Arrays
Kinds
There are four kinds of arrays:
Syntax | Description |
---|---|
type* | Pointers to data |
type[integer] | Static arrays |
type[] | Dynamic arrays |
type[type] | Associative arrays |
Pointers
int* p;
A pointer to type T has a value which is a reference (address) to another object of type T. It is commonly called a pointer to T.
If a pointer contains a null value, it is not pointing to a valid object.
When a pointer to T is dereferenced, it must either contain a null value, or point to a valid object of type T.
- The behavior when a null pointer is dereferenced. Typically the program will be aborted.
- Dereferencing a pointer that is not null and does not point to a valid object of type T.
Static Arrays
int[3] s;
Static arrays have a length fixed at compile time.
The total size of a static array cannot exceed 16Mb.

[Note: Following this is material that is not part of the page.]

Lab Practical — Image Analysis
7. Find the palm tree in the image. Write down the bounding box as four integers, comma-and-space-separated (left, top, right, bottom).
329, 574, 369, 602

A static array with a dimension of 0 is allowed, but no space is allocated for it.
Static arrays are value types. They are passed to and returned by functions by value.
- Use dynamic arrays for larger arrays.
- Static arrays with 0 elements are useful as the last member of a variable length struct, or as the degenerate case of a template expansion.
- Because static arrays are passed to functions by value, a larger array can consume a lot of stack space. Use dynamic arrays instead.
Dynamic Arrays
int[] a;
Dynamic arrays consist of a length and a pointer to the array data. Multiple dynamic arrays can share all or parts of the array data.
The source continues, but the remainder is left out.